Debt stays put in third quarter
General government debt remained virtually unchanged in the third quarter of the year from the previous quarter, according to data released on Wednesday by the State General Accounting Office, while the finance minister stressed to foreign diplomats that households have lost a third of their disposable income in the space of just four years.
The data showed Greek debt at 321.8 billion euros at the end of the July-September period, equal to 169 percent of the country’s gross domestic product. This was almost the same as the debt recorded at the end of the year’s second quarter – 321.3 billion euros. However it is considerably higher than the debt level a year earlier, when it had stood at 303.5 billion euros, which means an increase of 18.3 billion.
Data reveal that in the crucial couple of years to follow, 2014-15, Greece will have to repay 45.5 billion euros, while up to 2021 the payable debt amounts to 81.4 billion euros. This means that if the country manages to meet its obligations for the next two years, its debt spread in the following years will be reduced to a much more manageable level that will not exceed 9-10 billion euros per annum.

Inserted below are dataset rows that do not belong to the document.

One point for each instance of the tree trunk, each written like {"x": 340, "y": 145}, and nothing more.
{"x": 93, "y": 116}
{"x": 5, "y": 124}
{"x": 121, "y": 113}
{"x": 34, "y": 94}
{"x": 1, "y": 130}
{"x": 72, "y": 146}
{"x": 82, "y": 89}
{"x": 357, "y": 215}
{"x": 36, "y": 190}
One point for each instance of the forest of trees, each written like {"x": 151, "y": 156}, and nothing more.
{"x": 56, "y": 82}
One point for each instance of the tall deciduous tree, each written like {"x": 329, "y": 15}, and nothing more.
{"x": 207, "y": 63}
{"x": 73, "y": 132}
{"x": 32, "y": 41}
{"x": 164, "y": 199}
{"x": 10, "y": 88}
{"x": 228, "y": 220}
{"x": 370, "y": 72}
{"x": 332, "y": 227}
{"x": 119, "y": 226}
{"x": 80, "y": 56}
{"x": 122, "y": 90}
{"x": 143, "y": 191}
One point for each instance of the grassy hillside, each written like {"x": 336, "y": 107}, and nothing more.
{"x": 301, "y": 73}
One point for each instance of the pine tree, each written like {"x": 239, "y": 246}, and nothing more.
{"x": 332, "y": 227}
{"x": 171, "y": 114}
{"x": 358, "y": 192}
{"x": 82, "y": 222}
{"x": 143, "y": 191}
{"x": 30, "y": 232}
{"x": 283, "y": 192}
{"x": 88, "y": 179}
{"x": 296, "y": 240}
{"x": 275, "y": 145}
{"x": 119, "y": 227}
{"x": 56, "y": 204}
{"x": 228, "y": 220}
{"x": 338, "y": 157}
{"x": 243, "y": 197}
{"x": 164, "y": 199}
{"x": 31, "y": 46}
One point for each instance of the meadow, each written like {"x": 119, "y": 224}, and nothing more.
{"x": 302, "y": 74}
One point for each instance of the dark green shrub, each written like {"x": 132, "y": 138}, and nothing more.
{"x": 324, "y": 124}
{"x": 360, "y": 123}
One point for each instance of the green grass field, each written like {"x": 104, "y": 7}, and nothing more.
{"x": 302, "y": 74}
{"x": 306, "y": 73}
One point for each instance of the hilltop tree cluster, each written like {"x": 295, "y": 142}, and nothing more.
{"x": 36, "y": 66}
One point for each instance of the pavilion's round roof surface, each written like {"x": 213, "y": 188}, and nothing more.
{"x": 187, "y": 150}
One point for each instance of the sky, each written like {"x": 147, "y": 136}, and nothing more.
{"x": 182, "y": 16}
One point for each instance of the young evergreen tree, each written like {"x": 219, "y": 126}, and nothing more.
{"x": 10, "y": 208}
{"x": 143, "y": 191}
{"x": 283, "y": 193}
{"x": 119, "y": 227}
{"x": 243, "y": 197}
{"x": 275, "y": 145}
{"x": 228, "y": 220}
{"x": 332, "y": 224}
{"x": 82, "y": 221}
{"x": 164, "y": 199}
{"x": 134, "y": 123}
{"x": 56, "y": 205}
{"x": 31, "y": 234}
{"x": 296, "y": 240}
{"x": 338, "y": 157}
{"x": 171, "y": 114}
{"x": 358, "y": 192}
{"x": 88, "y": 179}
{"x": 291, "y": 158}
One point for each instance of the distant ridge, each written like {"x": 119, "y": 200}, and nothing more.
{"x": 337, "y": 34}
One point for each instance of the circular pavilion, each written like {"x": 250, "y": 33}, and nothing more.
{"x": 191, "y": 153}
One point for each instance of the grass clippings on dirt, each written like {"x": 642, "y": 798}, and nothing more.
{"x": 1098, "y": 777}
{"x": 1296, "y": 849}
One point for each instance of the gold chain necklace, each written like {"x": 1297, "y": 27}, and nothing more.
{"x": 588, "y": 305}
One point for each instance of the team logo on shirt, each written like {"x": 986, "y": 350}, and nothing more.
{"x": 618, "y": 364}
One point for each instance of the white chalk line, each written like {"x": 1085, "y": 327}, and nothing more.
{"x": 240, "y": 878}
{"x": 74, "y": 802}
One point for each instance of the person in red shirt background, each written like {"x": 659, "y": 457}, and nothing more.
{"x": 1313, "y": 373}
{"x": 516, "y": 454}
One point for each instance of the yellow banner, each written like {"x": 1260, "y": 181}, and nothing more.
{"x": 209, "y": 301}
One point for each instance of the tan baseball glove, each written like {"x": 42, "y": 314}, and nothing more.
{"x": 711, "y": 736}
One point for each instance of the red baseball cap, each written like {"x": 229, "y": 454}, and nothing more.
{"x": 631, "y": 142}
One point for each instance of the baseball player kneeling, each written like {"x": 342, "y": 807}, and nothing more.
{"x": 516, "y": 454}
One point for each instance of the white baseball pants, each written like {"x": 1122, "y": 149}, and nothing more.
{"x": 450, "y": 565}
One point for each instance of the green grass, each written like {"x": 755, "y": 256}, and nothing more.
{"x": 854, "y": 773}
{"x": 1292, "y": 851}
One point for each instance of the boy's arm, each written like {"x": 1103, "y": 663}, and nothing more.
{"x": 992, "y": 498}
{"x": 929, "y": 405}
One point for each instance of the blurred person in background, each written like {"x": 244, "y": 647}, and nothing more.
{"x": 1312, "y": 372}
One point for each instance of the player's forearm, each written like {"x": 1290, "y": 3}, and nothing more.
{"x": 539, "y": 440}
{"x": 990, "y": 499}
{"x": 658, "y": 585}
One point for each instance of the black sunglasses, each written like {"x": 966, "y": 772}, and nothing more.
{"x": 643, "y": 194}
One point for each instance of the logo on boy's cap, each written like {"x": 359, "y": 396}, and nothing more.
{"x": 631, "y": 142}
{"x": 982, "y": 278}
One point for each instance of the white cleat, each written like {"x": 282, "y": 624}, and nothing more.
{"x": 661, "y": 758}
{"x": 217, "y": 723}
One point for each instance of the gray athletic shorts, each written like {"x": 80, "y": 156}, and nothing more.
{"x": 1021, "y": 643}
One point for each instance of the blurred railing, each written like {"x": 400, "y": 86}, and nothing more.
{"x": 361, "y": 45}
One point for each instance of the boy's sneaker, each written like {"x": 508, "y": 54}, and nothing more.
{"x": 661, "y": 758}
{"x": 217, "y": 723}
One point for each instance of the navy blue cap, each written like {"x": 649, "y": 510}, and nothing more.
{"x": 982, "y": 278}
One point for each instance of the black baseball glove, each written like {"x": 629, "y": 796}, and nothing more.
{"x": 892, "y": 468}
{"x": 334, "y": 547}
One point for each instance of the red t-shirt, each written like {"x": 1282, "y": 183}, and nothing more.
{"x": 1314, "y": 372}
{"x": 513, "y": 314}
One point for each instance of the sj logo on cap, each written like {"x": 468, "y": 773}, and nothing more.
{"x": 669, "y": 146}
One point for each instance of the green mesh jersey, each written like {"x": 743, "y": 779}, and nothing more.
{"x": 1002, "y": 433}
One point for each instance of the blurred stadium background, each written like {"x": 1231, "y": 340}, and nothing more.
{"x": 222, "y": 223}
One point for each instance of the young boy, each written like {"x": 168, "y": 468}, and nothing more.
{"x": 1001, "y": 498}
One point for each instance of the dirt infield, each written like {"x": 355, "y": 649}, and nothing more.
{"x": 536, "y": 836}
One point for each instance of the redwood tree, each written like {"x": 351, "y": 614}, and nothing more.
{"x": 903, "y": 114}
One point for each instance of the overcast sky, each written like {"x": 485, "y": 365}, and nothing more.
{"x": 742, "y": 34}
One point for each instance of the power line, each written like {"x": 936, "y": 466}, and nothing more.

Minister Yannis Stournaras presented on Wednesday the results of the country’s fiscal adjustment to European ambassadors in a working meal in the context of the Lithuanian presidency of the European Union. He told the diplomats that Greek households have seen their disposable income slashed by 35 percent since 2009, while the country’s economy has shrunk by a total of 25 percent since 2008.
“By the end of 2013 Greece will have completed more than 80 percent of its necessary fiscal adjustment, so as to reduce its debt to sustainable levels by 2020,” Stournaras told the ambassadors in a break from his meetings with the representatives of the country’s creditors.
“Today we are optimistic about the future,” he added, reiterating that the recession this year will be at 4 percent or less before the economy returns to growth next year.